В Брегенце делается нечто принципиально иное. Для очень большой аудитории — три с половиной тысячи человек — делаются спектакли без всякого идейного компромисса, по-настоящему интересные, современные спектакли. В этом заключается настоящее «послание» фестиваля: привлечь массовую публику интеллектуальными, возвышенными, интересными спектаклями. И я помогаю воплощать эту идею.

— Есть ли уже конкретные планы?

— Сейчас я занимаюсь выстраиванием фестивальной программы таким образом, чтобы развивать эту идею дальше. Например, на фестивале 2004 года у нас будет обширная программа, посвященная Курту Вайлю. Потому что на Озерной сцене у нас в этом и в следующем году идет «Вестсайдская история», а Курт Вайль в каком-то смысле крестный отец интеллектуального мюзикла, который создал Бернстайн, Вайль проложил ему путь. Сам по себе он серьезный авангардный композитор, писавший для очень широкой публики, и имеет смысл сделать его творчество темой фестиваля в 2004 году.

— Многие ваши знаменитые постановки сделаны со сценографом Стефаносом Лазаридисом. Некоторое время назад он заявил о том, что отныне сам будет заниматься режиссурой. Видели ли вы его спектакли и как вы вообще относитесь к тому, что две эти профессии часто бывают представлены одним человеком (характерный пример — покойный Херберт Вернике) и что все больше сценографов начинают заниматься также и режиссурой?

— Лазаридис сделал одну-две постановки и решил больше этим не заниматься. Нам и теперь случается работать вместе. Относительно названной вами тенденции я бы сказал так: если я хочу построить мост, я попрошу об этом инженера, а если я хочу съесть бифштекс, я обращусь к повару. Я видел много спектаклей, поставленных художником, и обычно у меня на них возникает такое чувство: «Тут нужен режиссер». Для меня один из самых волнующих и привлекательных аспектов режиссерской работы — мой диалог с художником. В результате этого диалога рождается желанный ребенок, в котором есть что-то от каждого из нас. Есть мои идеи, его идеи, есть идеи, о которых мы не можем точно сказать, чьи они. Я чувствую, что если лишить себя этого процесса общения, то это будет как секс с самим собой.
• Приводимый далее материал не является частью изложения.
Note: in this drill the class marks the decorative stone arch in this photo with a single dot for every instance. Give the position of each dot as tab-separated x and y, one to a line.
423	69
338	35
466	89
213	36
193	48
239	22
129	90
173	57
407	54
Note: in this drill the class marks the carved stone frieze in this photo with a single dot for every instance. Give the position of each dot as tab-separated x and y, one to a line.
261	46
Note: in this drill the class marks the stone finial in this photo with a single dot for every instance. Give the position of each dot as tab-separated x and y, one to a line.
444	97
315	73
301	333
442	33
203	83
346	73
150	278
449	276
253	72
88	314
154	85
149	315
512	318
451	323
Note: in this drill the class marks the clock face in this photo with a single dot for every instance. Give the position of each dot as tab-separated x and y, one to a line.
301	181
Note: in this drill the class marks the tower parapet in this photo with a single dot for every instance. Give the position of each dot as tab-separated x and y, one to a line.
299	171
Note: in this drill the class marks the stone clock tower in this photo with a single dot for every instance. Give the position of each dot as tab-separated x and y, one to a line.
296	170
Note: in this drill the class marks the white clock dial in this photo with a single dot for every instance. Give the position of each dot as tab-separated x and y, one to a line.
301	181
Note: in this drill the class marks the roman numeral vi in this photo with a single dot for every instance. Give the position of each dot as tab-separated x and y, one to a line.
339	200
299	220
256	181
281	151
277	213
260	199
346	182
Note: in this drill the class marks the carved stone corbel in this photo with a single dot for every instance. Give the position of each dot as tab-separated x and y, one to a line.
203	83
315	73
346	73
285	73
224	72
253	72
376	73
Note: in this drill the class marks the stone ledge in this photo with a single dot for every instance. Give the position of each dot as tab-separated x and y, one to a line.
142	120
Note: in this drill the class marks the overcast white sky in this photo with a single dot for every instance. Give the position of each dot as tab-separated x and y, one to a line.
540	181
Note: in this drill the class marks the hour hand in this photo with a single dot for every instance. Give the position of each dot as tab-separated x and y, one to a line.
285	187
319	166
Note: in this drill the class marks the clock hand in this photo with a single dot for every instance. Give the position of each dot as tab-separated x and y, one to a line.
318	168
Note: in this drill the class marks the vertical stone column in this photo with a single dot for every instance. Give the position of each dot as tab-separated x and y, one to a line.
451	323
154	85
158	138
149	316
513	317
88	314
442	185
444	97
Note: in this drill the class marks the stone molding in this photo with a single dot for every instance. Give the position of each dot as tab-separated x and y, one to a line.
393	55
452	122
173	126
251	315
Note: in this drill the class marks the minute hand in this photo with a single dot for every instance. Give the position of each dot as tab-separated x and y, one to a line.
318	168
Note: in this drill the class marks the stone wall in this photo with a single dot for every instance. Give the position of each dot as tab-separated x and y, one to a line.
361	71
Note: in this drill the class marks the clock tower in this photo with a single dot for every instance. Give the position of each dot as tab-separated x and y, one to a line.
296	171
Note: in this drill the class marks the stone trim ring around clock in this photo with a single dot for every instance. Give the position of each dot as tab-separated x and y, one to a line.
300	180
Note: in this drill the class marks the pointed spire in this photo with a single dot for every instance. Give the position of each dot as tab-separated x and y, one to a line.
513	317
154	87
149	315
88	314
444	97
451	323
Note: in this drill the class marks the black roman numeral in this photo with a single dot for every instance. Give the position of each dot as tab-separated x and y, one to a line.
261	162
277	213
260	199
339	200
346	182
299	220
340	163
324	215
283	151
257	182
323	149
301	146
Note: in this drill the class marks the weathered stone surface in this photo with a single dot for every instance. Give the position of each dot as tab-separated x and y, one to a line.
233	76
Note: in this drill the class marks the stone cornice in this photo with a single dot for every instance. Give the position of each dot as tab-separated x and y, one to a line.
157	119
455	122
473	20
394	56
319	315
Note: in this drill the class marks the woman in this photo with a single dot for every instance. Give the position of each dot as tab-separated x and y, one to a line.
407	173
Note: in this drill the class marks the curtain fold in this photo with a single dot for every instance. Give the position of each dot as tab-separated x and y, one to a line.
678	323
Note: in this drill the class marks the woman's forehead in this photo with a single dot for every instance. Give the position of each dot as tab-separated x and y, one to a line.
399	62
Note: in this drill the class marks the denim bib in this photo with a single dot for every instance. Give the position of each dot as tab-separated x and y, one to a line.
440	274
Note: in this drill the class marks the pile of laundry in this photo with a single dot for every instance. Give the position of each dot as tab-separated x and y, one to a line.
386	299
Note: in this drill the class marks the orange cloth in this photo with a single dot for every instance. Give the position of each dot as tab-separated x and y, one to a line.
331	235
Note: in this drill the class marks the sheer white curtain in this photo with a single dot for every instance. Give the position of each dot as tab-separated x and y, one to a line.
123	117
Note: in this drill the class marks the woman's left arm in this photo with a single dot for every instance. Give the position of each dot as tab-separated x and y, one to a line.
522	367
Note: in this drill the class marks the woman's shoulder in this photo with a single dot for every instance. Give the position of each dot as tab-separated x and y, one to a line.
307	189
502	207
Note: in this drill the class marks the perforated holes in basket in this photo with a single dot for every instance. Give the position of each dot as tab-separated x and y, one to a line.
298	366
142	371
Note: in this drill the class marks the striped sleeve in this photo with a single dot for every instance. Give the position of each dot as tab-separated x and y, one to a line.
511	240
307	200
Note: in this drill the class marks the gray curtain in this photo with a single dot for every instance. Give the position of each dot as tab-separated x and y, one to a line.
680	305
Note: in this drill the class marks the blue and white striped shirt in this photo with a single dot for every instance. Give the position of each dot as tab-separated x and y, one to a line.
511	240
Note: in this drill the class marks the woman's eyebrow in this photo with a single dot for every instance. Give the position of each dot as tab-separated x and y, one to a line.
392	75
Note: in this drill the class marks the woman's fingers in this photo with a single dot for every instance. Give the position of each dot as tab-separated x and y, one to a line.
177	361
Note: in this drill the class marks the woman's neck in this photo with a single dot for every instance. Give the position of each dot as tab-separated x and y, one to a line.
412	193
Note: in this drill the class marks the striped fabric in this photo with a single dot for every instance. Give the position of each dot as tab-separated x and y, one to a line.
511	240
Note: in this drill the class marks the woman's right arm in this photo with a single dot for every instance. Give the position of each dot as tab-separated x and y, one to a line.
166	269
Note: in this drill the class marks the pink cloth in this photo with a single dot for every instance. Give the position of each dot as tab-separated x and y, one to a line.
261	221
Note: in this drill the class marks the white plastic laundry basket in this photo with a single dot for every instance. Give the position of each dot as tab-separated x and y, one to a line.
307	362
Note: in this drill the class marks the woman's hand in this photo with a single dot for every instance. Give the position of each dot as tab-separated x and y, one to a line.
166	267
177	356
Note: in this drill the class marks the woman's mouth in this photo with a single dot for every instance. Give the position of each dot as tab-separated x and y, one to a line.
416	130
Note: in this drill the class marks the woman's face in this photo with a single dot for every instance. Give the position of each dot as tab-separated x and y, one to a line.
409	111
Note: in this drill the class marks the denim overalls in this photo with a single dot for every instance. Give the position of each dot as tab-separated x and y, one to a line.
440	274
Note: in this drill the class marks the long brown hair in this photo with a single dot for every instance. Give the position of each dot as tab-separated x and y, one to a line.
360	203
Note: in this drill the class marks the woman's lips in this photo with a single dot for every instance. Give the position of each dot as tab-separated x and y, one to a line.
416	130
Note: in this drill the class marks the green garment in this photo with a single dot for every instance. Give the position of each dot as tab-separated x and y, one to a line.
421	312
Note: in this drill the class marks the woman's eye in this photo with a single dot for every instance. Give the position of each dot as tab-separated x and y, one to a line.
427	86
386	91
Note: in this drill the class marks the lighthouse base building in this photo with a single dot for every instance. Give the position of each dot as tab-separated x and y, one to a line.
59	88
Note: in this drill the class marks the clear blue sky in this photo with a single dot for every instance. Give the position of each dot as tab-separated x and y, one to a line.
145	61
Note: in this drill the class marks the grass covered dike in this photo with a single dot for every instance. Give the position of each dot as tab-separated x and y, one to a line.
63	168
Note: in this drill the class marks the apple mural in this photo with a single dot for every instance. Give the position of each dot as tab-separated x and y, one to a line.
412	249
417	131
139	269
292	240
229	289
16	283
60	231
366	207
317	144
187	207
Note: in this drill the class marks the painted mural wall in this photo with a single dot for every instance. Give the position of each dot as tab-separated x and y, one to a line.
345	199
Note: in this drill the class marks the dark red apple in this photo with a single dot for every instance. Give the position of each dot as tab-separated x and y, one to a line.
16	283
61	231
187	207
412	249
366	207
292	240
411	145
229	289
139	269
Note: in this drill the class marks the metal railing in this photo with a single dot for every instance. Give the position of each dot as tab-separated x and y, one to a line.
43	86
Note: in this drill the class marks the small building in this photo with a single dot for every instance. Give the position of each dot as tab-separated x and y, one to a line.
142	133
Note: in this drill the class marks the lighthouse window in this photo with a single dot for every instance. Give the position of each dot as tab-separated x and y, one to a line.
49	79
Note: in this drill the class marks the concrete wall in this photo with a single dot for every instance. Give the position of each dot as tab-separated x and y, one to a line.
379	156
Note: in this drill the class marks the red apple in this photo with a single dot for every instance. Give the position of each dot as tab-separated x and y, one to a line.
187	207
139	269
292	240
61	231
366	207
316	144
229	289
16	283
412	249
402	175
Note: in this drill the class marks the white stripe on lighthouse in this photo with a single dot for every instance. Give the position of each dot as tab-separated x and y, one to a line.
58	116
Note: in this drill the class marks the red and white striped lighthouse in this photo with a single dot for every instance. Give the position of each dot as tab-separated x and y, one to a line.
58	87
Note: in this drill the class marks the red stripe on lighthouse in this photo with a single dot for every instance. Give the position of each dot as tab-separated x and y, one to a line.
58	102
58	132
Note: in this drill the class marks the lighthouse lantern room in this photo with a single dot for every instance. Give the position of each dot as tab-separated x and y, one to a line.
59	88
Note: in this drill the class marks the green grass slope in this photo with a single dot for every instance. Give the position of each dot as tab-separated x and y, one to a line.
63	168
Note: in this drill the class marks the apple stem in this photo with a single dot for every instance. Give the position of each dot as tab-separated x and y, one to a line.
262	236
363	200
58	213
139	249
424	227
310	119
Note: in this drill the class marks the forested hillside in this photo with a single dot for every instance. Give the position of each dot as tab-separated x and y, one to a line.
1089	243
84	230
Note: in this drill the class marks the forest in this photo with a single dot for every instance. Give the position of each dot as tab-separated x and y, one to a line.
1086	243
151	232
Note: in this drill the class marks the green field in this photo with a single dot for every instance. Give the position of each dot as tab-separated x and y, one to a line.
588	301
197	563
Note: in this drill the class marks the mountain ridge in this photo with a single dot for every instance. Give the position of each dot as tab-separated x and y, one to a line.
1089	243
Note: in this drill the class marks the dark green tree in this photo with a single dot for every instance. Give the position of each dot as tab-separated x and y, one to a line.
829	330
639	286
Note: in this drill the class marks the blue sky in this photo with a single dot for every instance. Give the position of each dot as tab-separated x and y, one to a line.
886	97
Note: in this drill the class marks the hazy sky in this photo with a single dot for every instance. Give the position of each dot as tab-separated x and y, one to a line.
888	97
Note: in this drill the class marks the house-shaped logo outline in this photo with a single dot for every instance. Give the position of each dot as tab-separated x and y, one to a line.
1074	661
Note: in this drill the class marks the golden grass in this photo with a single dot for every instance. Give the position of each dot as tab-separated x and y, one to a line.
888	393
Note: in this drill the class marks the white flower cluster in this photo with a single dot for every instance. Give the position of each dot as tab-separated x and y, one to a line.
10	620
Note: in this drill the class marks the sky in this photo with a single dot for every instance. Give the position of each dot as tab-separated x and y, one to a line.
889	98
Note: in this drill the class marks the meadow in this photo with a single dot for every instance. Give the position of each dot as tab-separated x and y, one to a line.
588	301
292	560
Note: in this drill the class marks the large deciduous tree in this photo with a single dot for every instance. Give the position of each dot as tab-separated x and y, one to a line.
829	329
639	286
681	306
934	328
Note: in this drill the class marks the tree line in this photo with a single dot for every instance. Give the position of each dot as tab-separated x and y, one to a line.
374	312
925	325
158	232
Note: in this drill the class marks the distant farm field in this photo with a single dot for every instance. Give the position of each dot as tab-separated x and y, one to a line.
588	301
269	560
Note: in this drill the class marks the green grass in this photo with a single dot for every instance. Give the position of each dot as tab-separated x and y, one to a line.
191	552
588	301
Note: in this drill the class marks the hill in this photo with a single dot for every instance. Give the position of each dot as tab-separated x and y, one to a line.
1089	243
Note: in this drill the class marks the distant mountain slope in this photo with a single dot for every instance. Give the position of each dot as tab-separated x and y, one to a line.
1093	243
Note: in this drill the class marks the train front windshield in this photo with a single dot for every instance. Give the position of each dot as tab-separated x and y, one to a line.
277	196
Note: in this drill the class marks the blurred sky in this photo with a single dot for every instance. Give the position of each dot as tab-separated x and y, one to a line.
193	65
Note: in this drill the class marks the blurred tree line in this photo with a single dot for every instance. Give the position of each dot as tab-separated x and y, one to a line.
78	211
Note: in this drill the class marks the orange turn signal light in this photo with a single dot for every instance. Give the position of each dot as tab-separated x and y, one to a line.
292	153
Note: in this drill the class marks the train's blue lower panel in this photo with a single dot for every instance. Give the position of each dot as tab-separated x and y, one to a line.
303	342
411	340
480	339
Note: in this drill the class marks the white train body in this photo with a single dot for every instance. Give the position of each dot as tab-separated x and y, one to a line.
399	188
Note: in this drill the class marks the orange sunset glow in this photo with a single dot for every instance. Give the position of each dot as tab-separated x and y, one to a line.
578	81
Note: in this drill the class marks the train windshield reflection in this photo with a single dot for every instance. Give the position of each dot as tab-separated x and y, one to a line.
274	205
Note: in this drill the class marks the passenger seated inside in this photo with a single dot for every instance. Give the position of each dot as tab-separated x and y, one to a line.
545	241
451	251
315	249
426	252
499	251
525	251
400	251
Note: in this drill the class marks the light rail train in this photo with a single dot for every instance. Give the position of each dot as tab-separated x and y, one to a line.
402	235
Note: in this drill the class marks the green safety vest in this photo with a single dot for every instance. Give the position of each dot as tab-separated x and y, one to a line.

Что касается Херберта Вернике, то это был очень интеллигентный художник, который создавал прекрасные визуальные образы. Но постановка — это не последовательность прекрасных образов. Сцена должна жить. Мое ремесло — заставить людей на сцене двигаться, привести в движение хор. Большинство художников, которые ставят спектакли как режиссеры, смертельно боятся хора и стараются отодвинуть его подальше и оставить без движения.

— Во времена ENO у вас было полное взаимопонимание с дирижером Марком Элдером. В вашем с ним «Макбете», который в 1990 году был показан на гастролях в России, поражала в том числе и редкая взаимосвязь сценического решения с музыкальным. Случалось ли вам находить подобное же взаимопонимание с другими дирижерами?

— Да, иногда. Марк — мой давний друг, мы с ним знакомы с детства, так что это особый случай. Но у меня очень хорошие отношения, скажем, с Ульфом Ширмером, с которым мы сделали много совместных постановок в Брегенце, и с Францем Вельзером-Мёстом, с которым мы тоже часто работаем. На самом деле у очень немногих дирижеров находятся и время, и искренний интерес, чтобы входить в детали постановки. Но, конечно, только в том случае, если у дирижера есть этот интерес, спектакль и музыка по-настоящему сочетаются друг с другом.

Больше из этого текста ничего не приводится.